The Quaker (Society of Friends) practice of queries illustrates how questions can encourage the exercise of personal moral agency in a nonthreatening fashion. Quakers believe in the God-given potential of each individual and measure their spiritual progress through self- examination, not through church creeds or structures. The Queries make up an important part of the worship experience in many Quaker meetings and are used in private devotionals. They are typically updated every 30-40 years (Durham, 2010).
Quaker queries serve as reminders of important values and, at the same time, reveal the vulnerabilities or shortcomings of those who ask them. According to the introduction of the British Advices and Queries, the questions are “for the comfort and discomfort of Friends” (Durham, 2010, p. 41). The introduction to a U.S. version of the Queries notes that the practice of queries reflects “Friends’ awareness of their human weaknesses” (Brown, 1969, p. 1). Among the questions Friends periodically ask themselves are: “Do you respect the dignity & worth of every human being as a child of God?” “Do you approach new ideas with discernment?” Do you love one another as becomes the followers of Christ? “Is your life marked by simplicity?” “Are you honest and just in your dealings?” (Durham, 2010; Brown, 1969; “The Queries,” 2014).
In the spirit of Quaker Queries, the following questions address each of the mechanisms of moral disengagement.
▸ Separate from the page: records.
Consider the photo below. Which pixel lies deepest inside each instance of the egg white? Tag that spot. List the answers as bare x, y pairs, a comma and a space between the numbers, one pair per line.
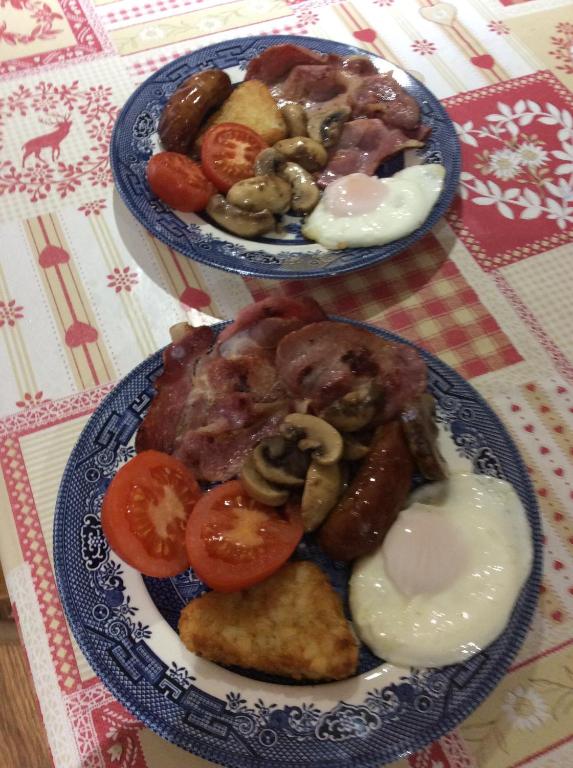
460, 619
411, 196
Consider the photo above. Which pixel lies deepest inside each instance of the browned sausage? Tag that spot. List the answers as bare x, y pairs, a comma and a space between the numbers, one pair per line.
362, 518
185, 110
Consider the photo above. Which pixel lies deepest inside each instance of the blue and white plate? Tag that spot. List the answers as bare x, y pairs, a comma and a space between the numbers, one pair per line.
125, 624
288, 255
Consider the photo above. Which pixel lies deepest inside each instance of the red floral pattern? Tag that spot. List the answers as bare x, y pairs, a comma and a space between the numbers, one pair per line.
563, 46
95, 207
517, 156
424, 47
91, 109
39, 12
29, 401
122, 279
46, 24
10, 312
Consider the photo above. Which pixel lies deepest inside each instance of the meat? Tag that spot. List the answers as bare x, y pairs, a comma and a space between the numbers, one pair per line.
382, 96
276, 62
363, 145
325, 361
220, 456
159, 428
364, 515
214, 403
312, 83
386, 119
213, 407
262, 325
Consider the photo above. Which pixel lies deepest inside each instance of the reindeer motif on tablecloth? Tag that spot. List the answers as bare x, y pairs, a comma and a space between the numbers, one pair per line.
51, 139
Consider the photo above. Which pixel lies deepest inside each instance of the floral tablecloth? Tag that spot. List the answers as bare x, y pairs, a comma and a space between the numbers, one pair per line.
86, 293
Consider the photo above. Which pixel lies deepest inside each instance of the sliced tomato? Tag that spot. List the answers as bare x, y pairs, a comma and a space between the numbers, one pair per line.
179, 181
234, 541
228, 153
145, 513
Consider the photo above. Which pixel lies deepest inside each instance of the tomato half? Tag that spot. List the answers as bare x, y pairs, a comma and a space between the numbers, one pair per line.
179, 181
234, 541
228, 153
145, 513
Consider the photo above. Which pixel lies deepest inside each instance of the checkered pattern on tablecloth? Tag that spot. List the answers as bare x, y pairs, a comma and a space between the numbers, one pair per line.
422, 296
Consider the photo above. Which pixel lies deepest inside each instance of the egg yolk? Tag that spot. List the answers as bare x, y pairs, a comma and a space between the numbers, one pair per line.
354, 195
423, 551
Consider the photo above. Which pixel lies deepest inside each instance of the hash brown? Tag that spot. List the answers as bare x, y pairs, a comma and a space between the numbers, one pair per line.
292, 625
251, 104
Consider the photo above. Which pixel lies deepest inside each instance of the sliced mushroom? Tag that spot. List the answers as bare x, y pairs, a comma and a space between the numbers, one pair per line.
239, 222
179, 331
355, 410
326, 127
295, 118
268, 162
305, 193
304, 151
259, 488
261, 192
314, 435
321, 491
421, 431
276, 471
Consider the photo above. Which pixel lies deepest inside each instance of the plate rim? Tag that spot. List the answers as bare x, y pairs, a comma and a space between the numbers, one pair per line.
258, 270
364, 760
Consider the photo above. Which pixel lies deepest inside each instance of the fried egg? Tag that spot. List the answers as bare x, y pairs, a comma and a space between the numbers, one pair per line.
444, 582
359, 210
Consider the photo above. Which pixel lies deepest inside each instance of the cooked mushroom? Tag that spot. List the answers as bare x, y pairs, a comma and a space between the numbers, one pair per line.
315, 435
237, 221
268, 162
305, 193
259, 488
355, 410
304, 151
326, 127
295, 118
261, 192
287, 469
421, 431
179, 331
321, 491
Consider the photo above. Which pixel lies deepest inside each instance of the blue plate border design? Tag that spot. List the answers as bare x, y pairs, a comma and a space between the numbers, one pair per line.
383, 724
132, 145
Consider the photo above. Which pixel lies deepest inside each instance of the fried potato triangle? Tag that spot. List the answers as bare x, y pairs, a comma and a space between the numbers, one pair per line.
291, 625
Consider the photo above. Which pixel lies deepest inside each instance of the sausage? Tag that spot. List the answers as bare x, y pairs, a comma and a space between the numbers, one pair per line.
185, 110
361, 519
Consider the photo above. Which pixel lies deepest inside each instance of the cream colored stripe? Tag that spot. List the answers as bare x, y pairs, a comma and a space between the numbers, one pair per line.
46, 454
131, 303
137, 319
20, 345
353, 20
435, 60
58, 726
15, 360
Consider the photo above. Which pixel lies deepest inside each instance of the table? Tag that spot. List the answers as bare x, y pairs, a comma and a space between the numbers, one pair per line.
86, 293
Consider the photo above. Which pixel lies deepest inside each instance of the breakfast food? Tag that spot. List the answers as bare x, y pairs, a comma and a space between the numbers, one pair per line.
313, 426
251, 104
360, 210
301, 121
290, 625
445, 581
363, 516
187, 107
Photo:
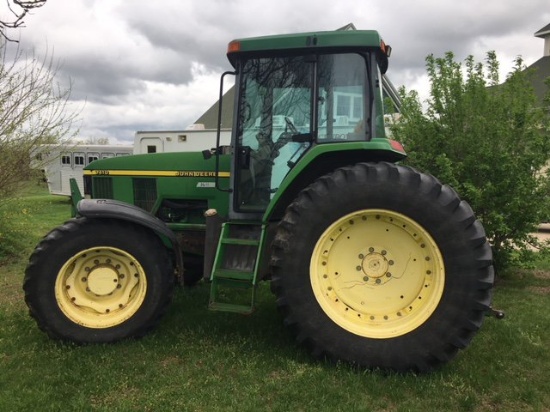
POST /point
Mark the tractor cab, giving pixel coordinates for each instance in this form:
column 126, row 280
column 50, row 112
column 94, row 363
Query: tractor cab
column 297, row 92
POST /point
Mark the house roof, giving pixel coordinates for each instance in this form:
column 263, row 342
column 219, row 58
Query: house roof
column 543, row 32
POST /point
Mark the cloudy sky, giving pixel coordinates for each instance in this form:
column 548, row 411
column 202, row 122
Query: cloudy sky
column 155, row 65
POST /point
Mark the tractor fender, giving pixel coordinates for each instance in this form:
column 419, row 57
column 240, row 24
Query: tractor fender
column 113, row 209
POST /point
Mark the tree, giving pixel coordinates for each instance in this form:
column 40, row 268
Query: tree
column 18, row 14
column 490, row 141
column 33, row 111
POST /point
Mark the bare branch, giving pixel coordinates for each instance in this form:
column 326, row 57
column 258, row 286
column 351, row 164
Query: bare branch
column 26, row 6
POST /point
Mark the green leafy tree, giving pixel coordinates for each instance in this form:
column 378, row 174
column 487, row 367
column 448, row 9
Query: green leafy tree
column 490, row 141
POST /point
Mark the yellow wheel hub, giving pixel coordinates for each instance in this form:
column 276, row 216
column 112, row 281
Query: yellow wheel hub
column 377, row 273
column 100, row 287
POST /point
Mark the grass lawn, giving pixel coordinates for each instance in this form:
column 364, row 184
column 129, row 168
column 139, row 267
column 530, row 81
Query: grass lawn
column 198, row 360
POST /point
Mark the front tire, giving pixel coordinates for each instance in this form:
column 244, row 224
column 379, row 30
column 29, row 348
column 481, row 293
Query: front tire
column 92, row 281
column 398, row 274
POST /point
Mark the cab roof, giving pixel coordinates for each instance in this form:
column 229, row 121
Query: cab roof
column 356, row 39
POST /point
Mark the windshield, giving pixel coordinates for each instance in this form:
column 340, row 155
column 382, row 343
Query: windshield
column 278, row 120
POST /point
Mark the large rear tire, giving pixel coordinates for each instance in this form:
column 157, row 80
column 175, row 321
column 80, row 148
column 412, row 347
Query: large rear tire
column 383, row 267
column 92, row 281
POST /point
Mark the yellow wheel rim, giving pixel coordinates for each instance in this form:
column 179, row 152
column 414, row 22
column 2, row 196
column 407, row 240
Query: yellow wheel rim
column 377, row 273
column 100, row 287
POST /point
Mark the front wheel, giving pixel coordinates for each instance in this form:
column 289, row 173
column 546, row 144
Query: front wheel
column 398, row 272
column 98, row 281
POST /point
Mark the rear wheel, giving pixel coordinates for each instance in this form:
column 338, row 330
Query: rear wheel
column 98, row 281
column 399, row 274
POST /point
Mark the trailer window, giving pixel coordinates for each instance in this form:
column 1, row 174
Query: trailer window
column 79, row 159
column 66, row 159
column 92, row 157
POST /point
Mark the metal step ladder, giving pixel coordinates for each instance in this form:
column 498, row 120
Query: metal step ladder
column 235, row 270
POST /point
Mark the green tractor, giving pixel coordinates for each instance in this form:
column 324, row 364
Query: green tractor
column 371, row 262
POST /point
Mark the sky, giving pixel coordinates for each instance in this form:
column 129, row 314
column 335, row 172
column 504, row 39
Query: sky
column 155, row 65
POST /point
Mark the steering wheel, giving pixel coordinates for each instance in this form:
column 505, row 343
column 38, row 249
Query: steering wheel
column 291, row 125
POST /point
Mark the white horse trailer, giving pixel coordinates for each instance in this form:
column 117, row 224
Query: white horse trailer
column 194, row 139
column 61, row 163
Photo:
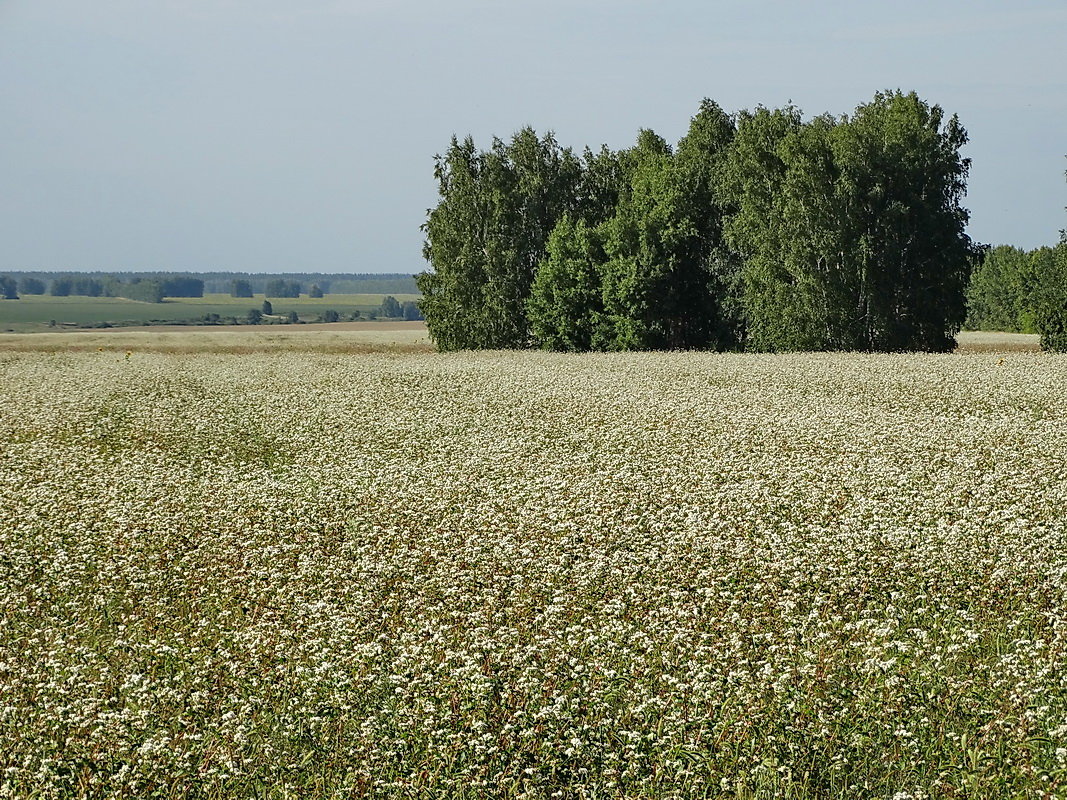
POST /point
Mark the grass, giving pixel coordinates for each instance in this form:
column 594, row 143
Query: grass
column 33, row 313
column 254, row 563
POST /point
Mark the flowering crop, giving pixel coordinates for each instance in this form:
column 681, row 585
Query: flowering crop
column 314, row 575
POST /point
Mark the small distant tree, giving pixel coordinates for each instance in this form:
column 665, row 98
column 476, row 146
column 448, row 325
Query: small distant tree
column 1050, row 301
column 281, row 288
column 60, row 287
column 8, row 288
column 182, row 286
column 31, row 286
column 240, row 288
column 145, row 291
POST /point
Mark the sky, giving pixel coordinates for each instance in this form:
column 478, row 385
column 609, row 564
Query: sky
column 270, row 136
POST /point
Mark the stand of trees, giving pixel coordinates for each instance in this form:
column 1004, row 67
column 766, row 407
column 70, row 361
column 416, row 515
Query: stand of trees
column 760, row 230
column 1021, row 291
column 9, row 288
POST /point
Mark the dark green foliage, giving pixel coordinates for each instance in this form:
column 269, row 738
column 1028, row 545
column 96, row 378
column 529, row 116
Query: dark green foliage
column 649, row 275
column 240, row 288
column 566, row 307
column 282, row 288
column 9, row 288
column 762, row 232
column 1000, row 294
column 182, row 286
column 79, row 285
column 31, row 286
column 851, row 230
column 146, row 291
column 1050, row 298
column 488, row 234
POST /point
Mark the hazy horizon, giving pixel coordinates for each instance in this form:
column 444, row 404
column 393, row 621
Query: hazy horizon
column 268, row 138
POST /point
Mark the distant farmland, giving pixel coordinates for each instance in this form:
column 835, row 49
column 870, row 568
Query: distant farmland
column 37, row 312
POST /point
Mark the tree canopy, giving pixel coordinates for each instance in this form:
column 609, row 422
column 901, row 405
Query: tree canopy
column 760, row 230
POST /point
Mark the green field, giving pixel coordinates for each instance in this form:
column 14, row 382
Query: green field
column 36, row 312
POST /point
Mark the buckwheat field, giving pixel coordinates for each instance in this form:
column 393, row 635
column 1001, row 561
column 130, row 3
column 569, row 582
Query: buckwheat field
column 308, row 573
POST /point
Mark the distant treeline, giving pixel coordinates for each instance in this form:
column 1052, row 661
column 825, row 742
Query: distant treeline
column 196, row 284
column 1021, row 291
column 95, row 285
column 761, row 230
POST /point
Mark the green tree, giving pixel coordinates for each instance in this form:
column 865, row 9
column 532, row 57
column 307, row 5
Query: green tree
column 1050, row 305
column 851, row 232
column 712, row 284
column 31, row 286
column 60, row 287
column 282, row 288
column 904, row 179
column 240, row 288
column 487, row 235
column 9, row 288
column 1000, row 293
column 566, row 307
column 656, row 285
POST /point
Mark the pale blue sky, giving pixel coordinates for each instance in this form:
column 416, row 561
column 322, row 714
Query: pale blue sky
column 270, row 136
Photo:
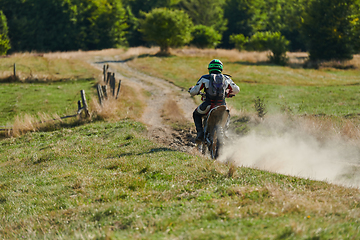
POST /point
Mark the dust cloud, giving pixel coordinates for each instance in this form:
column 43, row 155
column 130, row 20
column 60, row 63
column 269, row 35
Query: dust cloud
column 295, row 151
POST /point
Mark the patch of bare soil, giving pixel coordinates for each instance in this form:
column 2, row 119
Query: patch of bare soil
column 168, row 113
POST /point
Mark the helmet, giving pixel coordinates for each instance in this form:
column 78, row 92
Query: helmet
column 215, row 66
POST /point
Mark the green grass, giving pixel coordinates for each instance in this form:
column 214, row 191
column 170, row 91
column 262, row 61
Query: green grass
column 46, row 67
column 105, row 180
column 51, row 98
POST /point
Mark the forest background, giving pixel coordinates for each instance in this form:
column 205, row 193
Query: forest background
column 327, row 29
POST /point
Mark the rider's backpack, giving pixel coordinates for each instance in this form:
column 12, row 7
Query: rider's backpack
column 217, row 85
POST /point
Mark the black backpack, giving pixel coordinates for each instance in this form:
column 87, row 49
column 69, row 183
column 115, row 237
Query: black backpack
column 217, row 85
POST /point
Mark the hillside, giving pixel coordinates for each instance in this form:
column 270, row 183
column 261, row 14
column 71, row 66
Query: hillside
column 114, row 179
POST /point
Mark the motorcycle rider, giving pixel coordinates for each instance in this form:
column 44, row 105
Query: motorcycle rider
column 217, row 87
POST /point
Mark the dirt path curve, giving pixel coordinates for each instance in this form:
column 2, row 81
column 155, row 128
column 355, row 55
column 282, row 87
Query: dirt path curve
column 161, row 92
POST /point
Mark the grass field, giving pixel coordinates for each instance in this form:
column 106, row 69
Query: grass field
column 105, row 180
column 326, row 91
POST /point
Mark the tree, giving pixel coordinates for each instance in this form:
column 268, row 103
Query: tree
column 328, row 28
column 4, row 39
column 167, row 28
column 205, row 37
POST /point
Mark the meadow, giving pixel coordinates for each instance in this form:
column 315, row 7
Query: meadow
column 103, row 179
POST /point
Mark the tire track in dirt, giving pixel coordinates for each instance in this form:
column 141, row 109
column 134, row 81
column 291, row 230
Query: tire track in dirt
column 161, row 93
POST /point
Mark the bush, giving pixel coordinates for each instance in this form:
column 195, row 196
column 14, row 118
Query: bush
column 273, row 41
column 205, row 37
column 4, row 39
column 329, row 28
column 239, row 40
column 167, row 28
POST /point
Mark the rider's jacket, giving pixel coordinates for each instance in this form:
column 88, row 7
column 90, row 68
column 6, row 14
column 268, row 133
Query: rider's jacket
column 210, row 101
column 204, row 82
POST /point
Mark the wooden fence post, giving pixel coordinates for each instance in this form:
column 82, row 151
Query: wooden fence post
column 113, row 84
column 83, row 99
column 108, row 77
column 117, row 94
column 104, row 73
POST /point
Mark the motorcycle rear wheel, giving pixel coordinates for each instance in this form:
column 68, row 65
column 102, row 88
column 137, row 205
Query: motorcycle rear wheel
column 216, row 144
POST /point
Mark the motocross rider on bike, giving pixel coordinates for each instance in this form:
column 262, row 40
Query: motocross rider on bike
column 217, row 87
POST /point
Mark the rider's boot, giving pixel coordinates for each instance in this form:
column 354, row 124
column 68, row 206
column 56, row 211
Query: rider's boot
column 199, row 127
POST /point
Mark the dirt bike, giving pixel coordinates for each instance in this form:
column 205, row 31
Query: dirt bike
column 214, row 126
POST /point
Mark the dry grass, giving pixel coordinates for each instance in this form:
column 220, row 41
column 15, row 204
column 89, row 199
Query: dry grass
column 172, row 114
column 28, row 123
column 130, row 104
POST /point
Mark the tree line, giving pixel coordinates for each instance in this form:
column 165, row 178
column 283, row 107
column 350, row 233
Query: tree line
column 327, row 29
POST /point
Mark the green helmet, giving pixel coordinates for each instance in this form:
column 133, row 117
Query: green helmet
column 215, row 66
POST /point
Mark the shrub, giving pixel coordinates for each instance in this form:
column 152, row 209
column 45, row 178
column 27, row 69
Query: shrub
column 167, row 28
column 239, row 40
column 273, row 41
column 329, row 26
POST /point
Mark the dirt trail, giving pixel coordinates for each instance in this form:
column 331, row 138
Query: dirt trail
column 161, row 92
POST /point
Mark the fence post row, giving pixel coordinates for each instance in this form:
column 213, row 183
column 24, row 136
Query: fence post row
column 85, row 107
column 109, row 79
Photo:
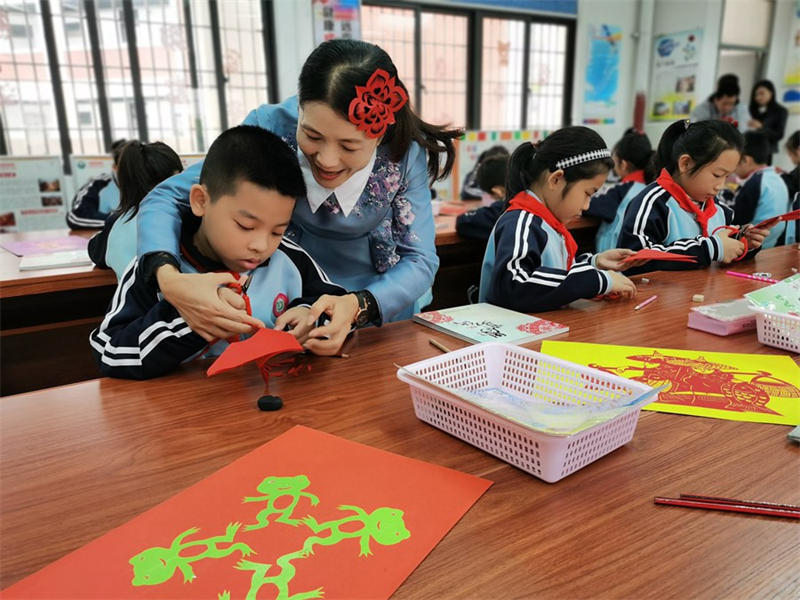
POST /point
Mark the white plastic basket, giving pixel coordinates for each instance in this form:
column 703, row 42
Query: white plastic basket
column 518, row 370
column 778, row 330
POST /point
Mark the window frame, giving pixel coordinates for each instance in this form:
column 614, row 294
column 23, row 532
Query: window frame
column 475, row 18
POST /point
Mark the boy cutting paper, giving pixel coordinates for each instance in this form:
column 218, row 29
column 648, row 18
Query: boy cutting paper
column 241, row 207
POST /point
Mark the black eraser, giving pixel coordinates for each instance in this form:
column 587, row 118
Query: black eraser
column 270, row 402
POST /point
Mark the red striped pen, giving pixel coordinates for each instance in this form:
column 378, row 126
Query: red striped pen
column 769, row 509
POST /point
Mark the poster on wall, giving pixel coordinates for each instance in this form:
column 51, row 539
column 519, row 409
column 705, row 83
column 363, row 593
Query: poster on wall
column 602, row 75
column 336, row 19
column 31, row 193
column 676, row 61
column 791, row 80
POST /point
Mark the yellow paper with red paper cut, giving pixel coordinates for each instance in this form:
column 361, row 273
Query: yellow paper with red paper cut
column 760, row 388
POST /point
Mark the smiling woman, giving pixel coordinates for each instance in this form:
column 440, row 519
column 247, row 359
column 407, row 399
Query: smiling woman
column 367, row 161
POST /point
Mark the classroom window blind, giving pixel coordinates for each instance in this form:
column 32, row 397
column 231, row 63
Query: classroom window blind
column 444, row 68
column 393, row 29
column 116, row 70
column 27, row 107
column 546, row 76
column 501, row 84
column 243, row 59
column 77, row 78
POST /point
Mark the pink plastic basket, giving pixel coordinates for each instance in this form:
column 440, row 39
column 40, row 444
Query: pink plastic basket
column 519, row 370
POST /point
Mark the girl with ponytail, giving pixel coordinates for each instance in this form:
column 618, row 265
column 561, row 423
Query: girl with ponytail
column 679, row 211
column 139, row 168
column 530, row 263
column 367, row 162
column 631, row 156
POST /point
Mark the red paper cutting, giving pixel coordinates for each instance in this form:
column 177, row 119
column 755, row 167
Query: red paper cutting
column 650, row 254
column 307, row 515
column 261, row 346
column 790, row 216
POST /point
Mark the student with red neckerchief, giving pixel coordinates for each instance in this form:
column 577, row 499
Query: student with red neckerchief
column 530, row 264
column 679, row 212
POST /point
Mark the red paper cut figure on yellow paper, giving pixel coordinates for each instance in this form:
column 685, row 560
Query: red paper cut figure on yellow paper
column 699, row 382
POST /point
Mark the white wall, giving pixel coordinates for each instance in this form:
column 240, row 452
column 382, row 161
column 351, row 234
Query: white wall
column 776, row 66
column 294, row 40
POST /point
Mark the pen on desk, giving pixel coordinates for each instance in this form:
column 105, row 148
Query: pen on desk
column 439, row 345
column 748, row 276
column 645, row 303
column 731, row 505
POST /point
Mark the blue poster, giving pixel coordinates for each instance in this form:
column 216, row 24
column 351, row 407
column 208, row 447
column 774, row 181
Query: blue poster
column 602, row 74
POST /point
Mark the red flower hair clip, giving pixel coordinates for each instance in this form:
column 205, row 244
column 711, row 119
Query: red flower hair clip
column 373, row 108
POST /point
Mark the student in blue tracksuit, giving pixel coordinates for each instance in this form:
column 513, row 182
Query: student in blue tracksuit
column 140, row 168
column 367, row 218
column 240, row 209
column 679, row 212
column 763, row 193
column 530, row 263
column 631, row 155
column 491, row 178
column 97, row 197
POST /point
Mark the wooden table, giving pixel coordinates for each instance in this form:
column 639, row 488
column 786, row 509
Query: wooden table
column 46, row 318
column 79, row 460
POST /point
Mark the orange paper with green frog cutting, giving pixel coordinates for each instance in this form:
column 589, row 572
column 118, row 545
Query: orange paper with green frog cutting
column 760, row 388
column 307, row 515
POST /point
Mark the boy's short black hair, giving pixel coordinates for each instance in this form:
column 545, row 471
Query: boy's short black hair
column 756, row 146
column 247, row 153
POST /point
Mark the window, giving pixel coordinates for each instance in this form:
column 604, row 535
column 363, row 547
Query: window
column 27, row 107
column 243, row 60
column 444, row 68
column 518, row 78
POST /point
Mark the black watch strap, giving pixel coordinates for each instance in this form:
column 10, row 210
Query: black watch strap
column 369, row 312
column 151, row 263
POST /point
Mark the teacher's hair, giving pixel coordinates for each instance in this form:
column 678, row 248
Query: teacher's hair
column 331, row 74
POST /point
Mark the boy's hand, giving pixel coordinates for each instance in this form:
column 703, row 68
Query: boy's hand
column 296, row 319
column 196, row 298
column 731, row 248
column 342, row 311
column 622, row 285
column 755, row 237
column 612, row 260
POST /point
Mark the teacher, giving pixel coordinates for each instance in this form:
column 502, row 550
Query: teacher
column 366, row 159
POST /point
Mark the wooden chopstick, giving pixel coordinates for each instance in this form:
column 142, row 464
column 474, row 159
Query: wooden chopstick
column 791, row 513
column 721, row 500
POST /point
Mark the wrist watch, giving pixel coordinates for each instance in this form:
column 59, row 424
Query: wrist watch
column 362, row 316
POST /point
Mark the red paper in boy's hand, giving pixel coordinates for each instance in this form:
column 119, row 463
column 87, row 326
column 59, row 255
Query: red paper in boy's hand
column 265, row 344
column 790, row 216
column 650, row 254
Like Quaker questions, these inquiries should provoke discomfort when appropriate, revealing if the seeker has fallen victim to one or more of the disengagement practices. These questions should be asked periodically, as are the Quaker queries, because moral disengagement is an ongoing threat.
Query 1. Moral justification: Would I normally think this action is wrong? Query 2. Euphemistic labeling: Does my language hide what is really going on?
Query 3. Advantageous comparison: Who am I comparing myself to and am I making this comparison to excuse my behavior?
Query 4. Displacement of responsibility: Am I responsible for doing harm or damage even though I want to put the blame on others?
Query 5. Diffusion of responsibility: Am I excusing the harm I am causing by blaming others or other factors?
Query 6. Disregard or distortion of consequences: Am I aware of all the possible harmful consequences of my actions?
Query 7. Dehumanization: Am I treating others as less than fully human individuals?
Query 8. Attribution of blame: Am I blaming the victim to excuse my harmful actions?
Moral disengagement encourages follower participation in unethical, illegal and inhumane activities. Good people set aside their personal moral standards by justifying harmful behavior, minimizing personal responsibility, and devaluing victims. They then willingly engage in behaviors they would normally condemn. While followers are particularly vulnerable to moral disengagement mechanisms, they can resist by recognizing their personal moral agency. Individuals are responsible for their actions no matter how strong the outside pressures to disengage. Prompting self-examination through questions or queries is one way to highlight the follower’s role as moral agent and to blunt the power of moral disengagement.